To the extent the respondents have further arguments, they are not persuasive.
IT IS THEREFORE ORDERED that the ALJ’s order dated December 12, 2000, is affirmed.
INDUSTRIAL CLAIM APPEALS PANEL
____________________________________ Kathy E. Dean
____________________________________ Robert M. Socolofsky
NOTICE
This Order is final unless an action to modify or vacate this Order is commenced in the Colorado Court of Appeals, 2 East 14th Avenue, Denver, CO 80203, by filing a petition for review with the Court, within twenty (20) days after the date this Order is mailed, pursuant to §8-43-301(10) and § 8-43-307, C.R.S. 2000. The appealing party must serve a copy of the petition upon all other parties, including the Industrial Claim Appeals Office, which may be served by mail at 1515 Arapahoe, Tower 3, Suite 350, Denver, CO 80202.

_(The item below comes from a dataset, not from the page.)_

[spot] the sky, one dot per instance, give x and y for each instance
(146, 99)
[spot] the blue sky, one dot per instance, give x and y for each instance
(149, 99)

Copies of this decision were mailed June 27, 2001 to the following parties:
Delbert Presley, P. O. Box 614, Basin, WY 82410
Scott E. Davis d/b/a Westco Consultants, Inc., 202 North Ave., #153, Grand Junction, CO 81501
Paul Rosswork, Western Slope Refining Company, 370 17th St., #5300, Denver, CO 80202
Gayle Trottnow, Zurich U.S. P. O. Box 370308, Denver, CO 80237
Arthur S. O’Farrell, Esq., 326 Main St., #103, Grand Junction, CO 81501 (For Claimant)
Daniel F. O’Neil, Esq., 1801 Broadway, #1500, Denver, CO 80202 (For Respondents Western Slope Refining Company and Zurich U.S.)